Alcohol’s Properties

Alcohol is a general term denoting a family of organic chemicals with common properties. Members of this family include ethanol, methanol, isopropanol and others. This introduction discusses the physical, chemical and physiological aspects of the most commonly ingested of these – ethanol.

Alcohol (ethanol) is a clear, volatile liquid that burns (oxidizes) easily. It has a slight, characteristic odor and is soluble in water. Alcohol is an organic compound composed of carbon, oxygen and hydrogen; its chemical formula is C2H5OH. It is a central nervous system depressant and it is the central nervous system which is the body´s most severely affected by alcohol (see chart below). The degree to which the central nervous system function is impaired is somewhat proportional to the concentration of alcohol in the blood.

Photograph © Andrew Dunn, 21 June 2005.
Stewards from English Heritage try to remove a drunken reveler from standing on one of the stones at Stonehenge.

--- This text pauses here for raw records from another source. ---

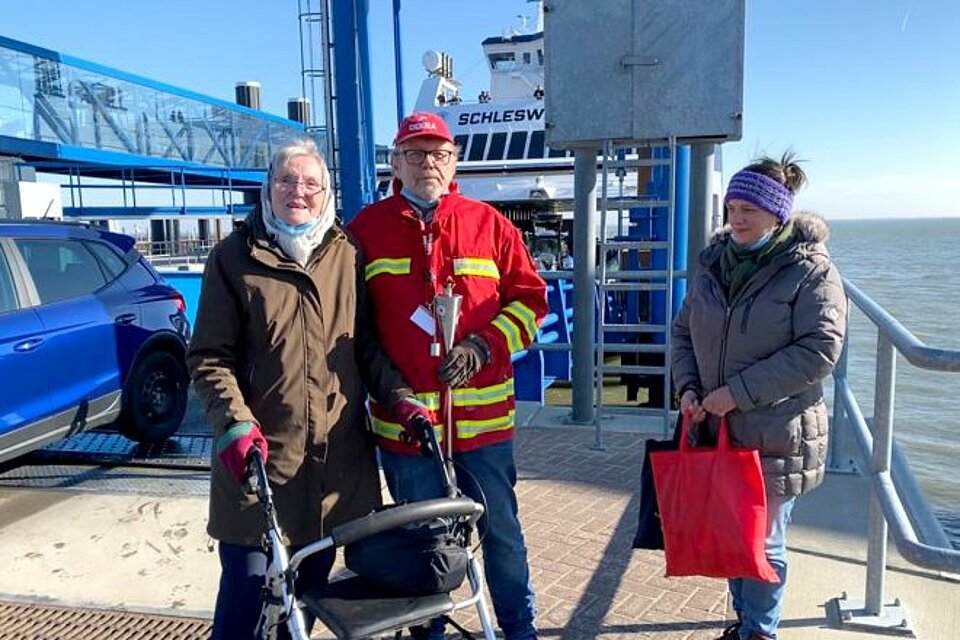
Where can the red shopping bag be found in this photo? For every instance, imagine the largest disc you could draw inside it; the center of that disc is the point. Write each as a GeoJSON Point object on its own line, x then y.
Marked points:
{"type": "Point", "coordinates": [713, 508]}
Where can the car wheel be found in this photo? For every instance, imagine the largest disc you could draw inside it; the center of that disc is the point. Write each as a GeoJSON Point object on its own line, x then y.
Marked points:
{"type": "Point", "coordinates": [155, 398]}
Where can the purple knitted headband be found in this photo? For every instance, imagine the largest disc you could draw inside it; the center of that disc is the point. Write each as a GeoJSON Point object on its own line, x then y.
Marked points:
{"type": "Point", "coordinates": [765, 192]}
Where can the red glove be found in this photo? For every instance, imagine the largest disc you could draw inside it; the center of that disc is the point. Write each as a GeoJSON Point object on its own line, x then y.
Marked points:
{"type": "Point", "coordinates": [410, 411]}
{"type": "Point", "coordinates": [235, 444]}
{"type": "Point", "coordinates": [407, 411]}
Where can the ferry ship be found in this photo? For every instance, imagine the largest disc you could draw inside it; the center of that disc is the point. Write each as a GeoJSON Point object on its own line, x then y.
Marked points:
{"type": "Point", "coordinates": [505, 159]}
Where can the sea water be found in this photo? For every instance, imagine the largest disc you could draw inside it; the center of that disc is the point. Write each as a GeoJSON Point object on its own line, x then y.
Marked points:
{"type": "Point", "coordinates": [910, 268]}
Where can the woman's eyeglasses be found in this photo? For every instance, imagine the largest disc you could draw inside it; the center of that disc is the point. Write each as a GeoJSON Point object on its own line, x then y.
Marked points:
{"type": "Point", "coordinates": [441, 157]}
{"type": "Point", "coordinates": [289, 183]}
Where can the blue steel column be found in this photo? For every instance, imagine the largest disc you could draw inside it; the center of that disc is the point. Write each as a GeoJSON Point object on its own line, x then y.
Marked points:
{"type": "Point", "coordinates": [398, 60]}
{"type": "Point", "coordinates": [368, 161]}
{"type": "Point", "coordinates": [355, 132]}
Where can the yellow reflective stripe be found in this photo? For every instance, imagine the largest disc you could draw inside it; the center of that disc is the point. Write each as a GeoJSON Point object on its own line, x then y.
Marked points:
{"type": "Point", "coordinates": [476, 267]}
{"type": "Point", "coordinates": [389, 430]}
{"type": "Point", "coordinates": [392, 266]}
{"type": "Point", "coordinates": [526, 316]}
{"type": "Point", "coordinates": [430, 399]}
{"type": "Point", "coordinates": [472, 428]}
{"type": "Point", "coordinates": [473, 397]}
{"type": "Point", "coordinates": [510, 332]}
{"type": "Point", "coordinates": [392, 430]}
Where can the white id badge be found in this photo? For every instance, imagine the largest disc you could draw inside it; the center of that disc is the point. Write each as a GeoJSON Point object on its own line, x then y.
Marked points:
{"type": "Point", "coordinates": [424, 319]}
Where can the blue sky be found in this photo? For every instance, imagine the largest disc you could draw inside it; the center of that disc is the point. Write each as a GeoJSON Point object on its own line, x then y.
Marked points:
{"type": "Point", "coordinates": [868, 92]}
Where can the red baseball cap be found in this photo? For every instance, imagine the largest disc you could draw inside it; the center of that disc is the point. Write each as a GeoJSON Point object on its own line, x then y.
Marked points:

When ingested, alcohol passes from the stomach into the small intestine, where it is rapidly absorbed into the blood and distributed throughout the body. In low concentrations, alcohol reduces inhibitions. As blood alcohol concentration increases, a person’s response to stimuli decreases markedly, speech becomes slurred, and he or she becomes unsteady and has trouble walking. With very high concentrations – greater than 0.35 milligrams/100 milliliters of blood (equivalent to 0.35 grams/210 liters of breath ) – a person can become comatose and die. The following is a generally accepted guide to the affects of alcohol.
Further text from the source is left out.